Getting to Us
Page 28
In preparation for all these communication opportunities, Swinney is constantly taking notes. He carries a pen and index cards in his pockets at all times, which he uses to jot down observations and ideas. He frequently invites motivational speakers to address his team and help him hammer home his messages. After he introduces the guest, he will take a seat near the front and take notes during the entire presentation. Then he uses those notes to follow up on what the speaker talked about.
Swinney says he has kept every notebook he ever filled, dating back to his playing days at Alabama. He keeps some in his office, and others in a bunch of boxes at his house. He flips through old notebooks frequently. They bring back happy memories, and they also remind him of small details he may have forgotten along the way.

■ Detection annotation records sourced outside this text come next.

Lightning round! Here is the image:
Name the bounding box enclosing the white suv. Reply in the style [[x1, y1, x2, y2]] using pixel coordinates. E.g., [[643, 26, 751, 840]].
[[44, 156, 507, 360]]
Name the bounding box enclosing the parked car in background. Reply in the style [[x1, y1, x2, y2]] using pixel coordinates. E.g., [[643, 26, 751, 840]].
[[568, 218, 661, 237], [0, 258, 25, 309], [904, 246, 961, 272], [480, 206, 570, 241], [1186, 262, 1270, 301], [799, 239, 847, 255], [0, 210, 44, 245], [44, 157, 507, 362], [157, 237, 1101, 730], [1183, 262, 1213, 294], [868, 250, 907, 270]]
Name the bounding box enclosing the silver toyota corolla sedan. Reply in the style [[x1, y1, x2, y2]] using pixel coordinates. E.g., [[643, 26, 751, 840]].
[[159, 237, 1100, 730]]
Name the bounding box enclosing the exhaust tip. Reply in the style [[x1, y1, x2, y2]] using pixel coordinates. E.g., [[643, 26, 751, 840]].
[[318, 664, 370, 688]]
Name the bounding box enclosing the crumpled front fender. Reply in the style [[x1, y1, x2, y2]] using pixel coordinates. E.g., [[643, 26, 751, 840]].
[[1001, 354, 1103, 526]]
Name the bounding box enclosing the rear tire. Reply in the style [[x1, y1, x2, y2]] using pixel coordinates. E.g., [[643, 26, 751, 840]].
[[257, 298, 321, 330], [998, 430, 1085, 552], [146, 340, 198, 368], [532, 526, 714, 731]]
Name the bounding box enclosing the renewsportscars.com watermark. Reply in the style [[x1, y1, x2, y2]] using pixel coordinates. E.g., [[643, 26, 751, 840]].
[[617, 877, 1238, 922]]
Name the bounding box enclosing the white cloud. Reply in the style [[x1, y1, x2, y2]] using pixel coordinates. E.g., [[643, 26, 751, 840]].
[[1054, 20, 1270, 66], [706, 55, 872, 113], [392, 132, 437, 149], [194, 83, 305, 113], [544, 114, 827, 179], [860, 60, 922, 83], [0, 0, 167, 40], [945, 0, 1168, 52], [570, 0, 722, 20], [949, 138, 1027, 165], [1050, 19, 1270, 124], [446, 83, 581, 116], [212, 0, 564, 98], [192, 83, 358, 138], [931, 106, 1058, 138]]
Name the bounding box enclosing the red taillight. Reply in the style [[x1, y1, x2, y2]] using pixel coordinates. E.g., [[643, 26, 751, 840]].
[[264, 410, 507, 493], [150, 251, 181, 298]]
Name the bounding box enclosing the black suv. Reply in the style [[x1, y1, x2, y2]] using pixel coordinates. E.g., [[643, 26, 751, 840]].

On top of all the scribbling and hoarding he has done over the years, Swinney has assembled a thick binder that serves as a guide to every aspect of the program. The manual is the result of many years spent jotting and organizing. He still uses the same hole puncher he started with two decades ago. The sections are separated by tabs that cover a comprehensive range of topics: personnel, game-day preparation, recruiting, strength and conditioning, operations, tickets, security, academics, maintenance, travel, administration, and everything in between. There are sections devoted to Swinney’s philosophies as well as concepts related to offense, defense, and special teams. No detail is too small to be included.
Every summer, Swinney holes up with his entire staff for five long days, where they read through every single page of the manual and set their plans for the season. He wants the wide receivers coach to know what the janitors do. The secretaries should understand media policy. Everyone needs to study the elements of NCAA compliance. Swinney calls these his “All In” meetings. The manual’s cover has a picture of a pointing Uncle Sam alongside the words I Want You To Be All In. “That book is a living, breathing thing, man,” he says. “We go through it page by page and have such a spirited discussion. I really think it’s not fair to hold people accountable to something and not explain very specifically what it is they’re supposed to do.”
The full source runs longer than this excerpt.